Hummm, I wonder what the Bendwyn map tells me.
1 hex is 20m sts.
20 meters = 65.6167979 feet.
The map shows an area 35 by 51 hexes or 700 by 1020m or roughly 2,296.58793 feet by 3,346.45669 feet.

Philadelphia was the first city in America planned as a grid (or planned at all), the original Wm. Penn plan for Philadelphia in the 1680's was to have 8 properties per block, per side, the "Greene Country Towne", which was what determined the planned size of the block. This was to be surrounded by 80-acre "gentlenman's estates". An old Philadelphia city block is approximately 400-425 feet per side, which means an entire city block is roughly 3.5 to 4 acres, and there are about 13 blocks in a mile.

An approximation of this block-scale on the Bendwyn map is 6 by 7, 20m hexes, or 42 hexes, or 6 mega-hexes per city block, giving 42.5 city blocks across the full area. With 16 total lots per block and about 10 hexes for roads, alleys and other public access each lot is about 2 hexes or 800 square meters equaling 8,611.12833 square feet; a reasonable residential lot size by modern u.s. standards. Setting each acre at 14 hexes, or 2 mega-hexes is 3 acres per block, or 127.5 acres per Bendwyn scale map, with a city blocks land costing 3 to 5s ~1100.

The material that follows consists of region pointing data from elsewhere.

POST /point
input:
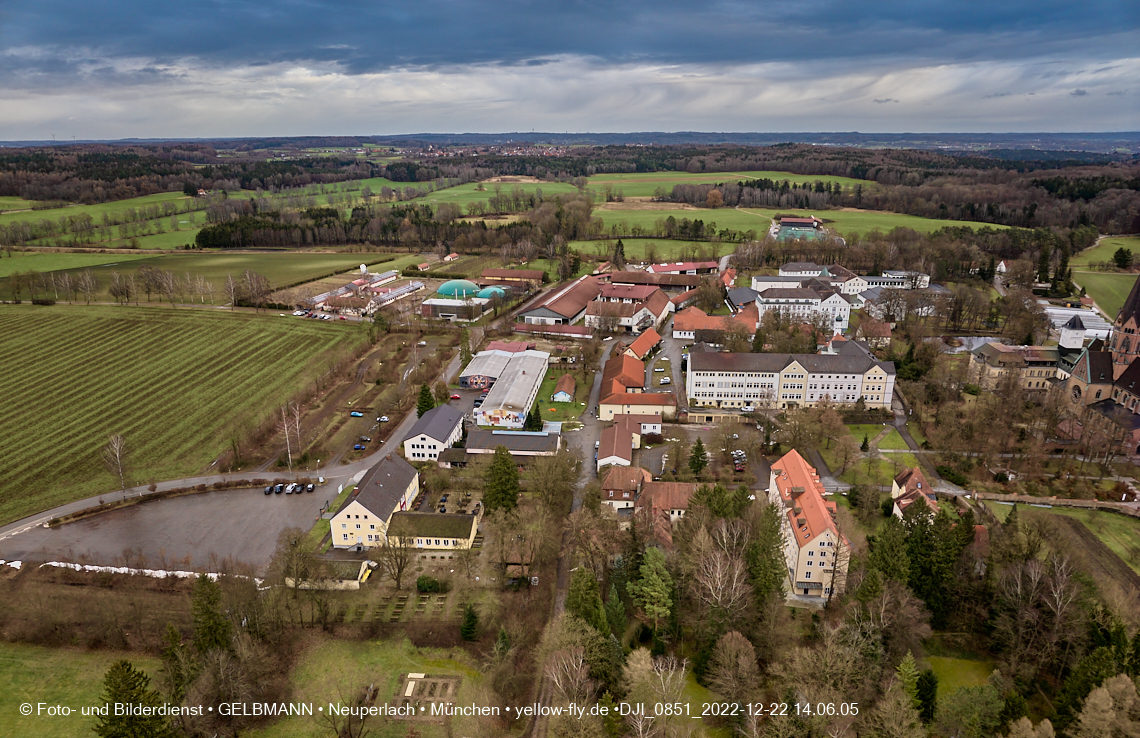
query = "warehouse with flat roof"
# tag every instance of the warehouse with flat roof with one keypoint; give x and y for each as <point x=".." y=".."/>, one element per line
<point x="514" y="390"/>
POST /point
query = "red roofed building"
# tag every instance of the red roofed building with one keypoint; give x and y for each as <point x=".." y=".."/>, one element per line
<point x="910" y="487"/>
<point x="684" y="267"/>
<point x="815" y="552"/>
<point x="644" y="343"/>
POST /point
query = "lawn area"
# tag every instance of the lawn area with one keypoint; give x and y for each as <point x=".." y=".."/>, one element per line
<point x="171" y="382"/>
<point x="645" y="184"/>
<point x="894" y="442"/>
<point x="1118" y="533"/>
<point x="959" y="672"/>
<point x="333" y="671"/>
<point x="115" y="208"/>
<point x="667" y="249"/>
<point x="57" y="676"/>
<point x="562" y="411"/>
<point x="281" y="269"/>
<point x="51" y="261"/>
<point x="1105" y="250"/>
<point x="1109" y="290"/>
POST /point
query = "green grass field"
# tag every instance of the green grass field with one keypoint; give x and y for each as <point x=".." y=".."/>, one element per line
<point x="169" y="381"/>
<point x="667" y="250"/>
<point x="954" y="673"/>
<point x="759" y="219"/>
<point x="336" y="671"/>
<point x="49" y="261"/>
<point x="893" y="442"/>
<point x="1107" y="289"/>
<point x="1105" y="250"/>
<point x="645" y="184"/>
<point x="281" y="269"/>
<point x="57" y="676"/>
<point x="96" y="211"/>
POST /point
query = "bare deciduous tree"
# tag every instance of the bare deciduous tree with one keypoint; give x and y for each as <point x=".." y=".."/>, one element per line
<point x="114" y="456"/>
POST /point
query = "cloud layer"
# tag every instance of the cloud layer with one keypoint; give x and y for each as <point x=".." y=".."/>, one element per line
<point x="298" y="67"/>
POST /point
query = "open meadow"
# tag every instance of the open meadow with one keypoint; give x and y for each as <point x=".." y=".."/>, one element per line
<point x="759" y="219"/>
<point x="281" y="268"/>
<point x="57" y="676"/>
<point x="1108" y="289"/>
<point x="1105" y="249"/>
<point x="172" y="382"/>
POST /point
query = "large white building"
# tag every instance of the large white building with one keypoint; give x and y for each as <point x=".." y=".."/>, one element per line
<point x="789" y="380"/>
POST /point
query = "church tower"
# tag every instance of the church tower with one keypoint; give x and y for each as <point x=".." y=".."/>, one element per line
<point x="1125" y="341"/>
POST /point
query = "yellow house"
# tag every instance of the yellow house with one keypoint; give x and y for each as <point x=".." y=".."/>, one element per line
<point x="361" y="521"/>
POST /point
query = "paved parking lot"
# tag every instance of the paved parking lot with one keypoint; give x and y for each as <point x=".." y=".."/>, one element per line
<point x="242" y="524"/>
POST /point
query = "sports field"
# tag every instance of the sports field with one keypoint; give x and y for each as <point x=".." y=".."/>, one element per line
<point x="645" y="184"/>
<point x="49" y="261"/>
<point x="843" y="221"/>
<point x="281" y="269"/>
<point x="1108" y="289"/>
<point x="1105" y="249"/>
<point x="170" y="381"/>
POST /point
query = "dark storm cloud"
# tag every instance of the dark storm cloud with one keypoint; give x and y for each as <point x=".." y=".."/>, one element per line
<point x="374" y="37"/>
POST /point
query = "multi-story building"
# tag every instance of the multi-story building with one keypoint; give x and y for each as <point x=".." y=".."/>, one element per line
<point x="789" y="380"/>
<point x="815" y="551"/>
<point x="1034" y="365"/>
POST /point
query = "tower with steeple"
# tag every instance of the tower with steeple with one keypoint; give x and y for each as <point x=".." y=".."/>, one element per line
<point x="1125" y="341"/>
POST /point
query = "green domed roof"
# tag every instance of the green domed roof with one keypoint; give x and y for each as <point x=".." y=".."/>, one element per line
<point x="458" y="289"/>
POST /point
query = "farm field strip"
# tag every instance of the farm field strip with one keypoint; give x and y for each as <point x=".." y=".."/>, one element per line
<point x="644" y="184"/>
<point x="200" y="373"/>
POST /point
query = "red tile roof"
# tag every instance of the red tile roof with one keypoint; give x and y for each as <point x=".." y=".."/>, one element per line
<point x="644" y="343"/>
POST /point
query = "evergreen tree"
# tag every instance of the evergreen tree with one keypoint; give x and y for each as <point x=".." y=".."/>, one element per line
<point x="501" y="483"/>
<point x="426" y="400"/>
<point x="652" y="592"/>
<point x="927" y="690"/>
<point x="699" y="459"/>
<point x="534" y="419"/>
<point x="124" y="683"/>
<point x="615" y="610"/>
<point x="585" y="601"/>
<point x="211" y="626"/>
<point x="469" y="630"/>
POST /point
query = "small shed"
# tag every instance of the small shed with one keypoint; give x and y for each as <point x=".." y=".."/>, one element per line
<point x="564" y="389"/>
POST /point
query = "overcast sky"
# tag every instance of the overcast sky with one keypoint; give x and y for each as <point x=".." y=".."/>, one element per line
<point x="234" y="67"/>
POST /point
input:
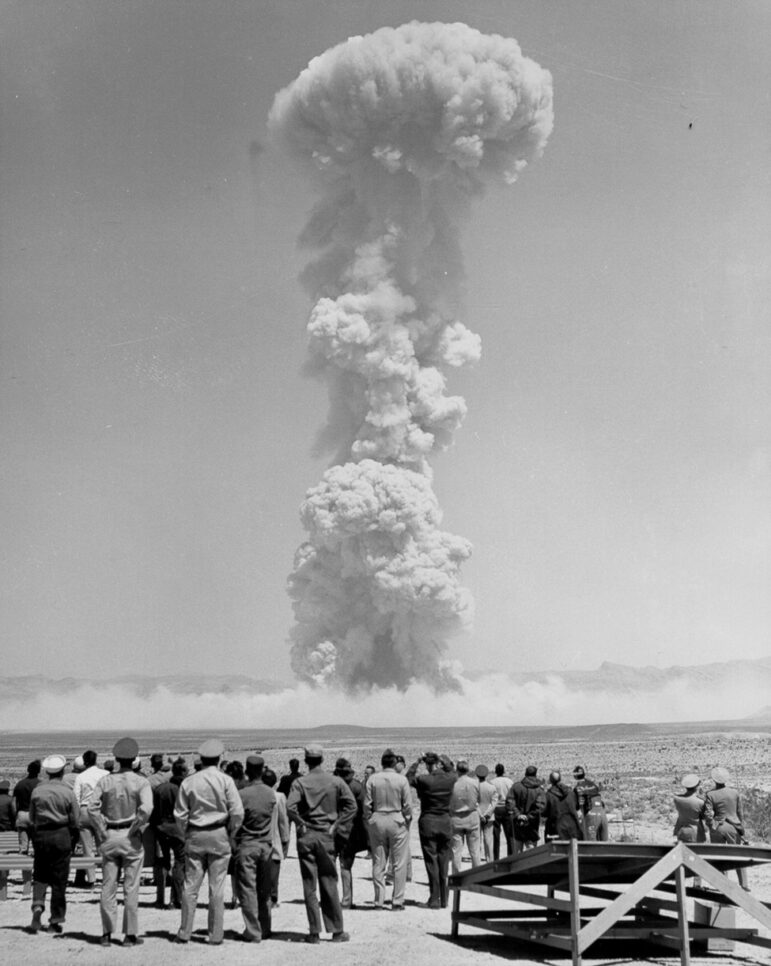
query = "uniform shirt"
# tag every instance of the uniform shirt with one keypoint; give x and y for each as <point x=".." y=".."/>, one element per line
<point x="259" y="801"/>
<point x="53" y="803"/>
<point x="387" y="791"/>
<point x="723" y="805"/>
<point x="280" y="829"/>
<point x="208" y="797"/>
<point x="503" y="786"/>
<point x="321" y="801"/>
<point x="488" y="799"/>
<point x="465" y="796"/>
<point x="121" y="797"/>
<point x="434" y="790"/>
<point x="85" y="783"/>
<point x="22" y="792"/>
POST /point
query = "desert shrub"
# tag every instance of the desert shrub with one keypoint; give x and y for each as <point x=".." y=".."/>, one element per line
<point x="756" y="810"/>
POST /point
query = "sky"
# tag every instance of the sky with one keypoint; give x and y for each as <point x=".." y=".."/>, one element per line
<point x="614" y="471"/>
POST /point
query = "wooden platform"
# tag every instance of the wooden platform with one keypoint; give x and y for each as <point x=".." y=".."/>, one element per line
<point x="650" y="893"/>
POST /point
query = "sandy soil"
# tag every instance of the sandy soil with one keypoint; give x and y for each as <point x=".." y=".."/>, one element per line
<point x="417" y="936"/>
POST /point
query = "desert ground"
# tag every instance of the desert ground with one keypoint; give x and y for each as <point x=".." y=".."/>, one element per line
<point x="638" y="772"/>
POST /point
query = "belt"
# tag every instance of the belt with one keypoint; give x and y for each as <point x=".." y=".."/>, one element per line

This is half of old Paris in 1575 in area, one more page would cover the whole of the walled portion of the city.
Paris held a population of two to three hundred thousand at the time.

The farmers market covers roughly the area of the Jardin du Luxembourg, Skarg's is the size of the Bastille and the Broken Blade is about the size of the Louvre.

The 1636 mud count (recensement des boues) gives 415,000 people living in 20,400 homes (20.6 people per house). As this is a de jure population an additional 6% or so can be added to cover students, visitors and other temporary residents giving a total population of around 440,000 souls, around 110,000 of which are working aged males.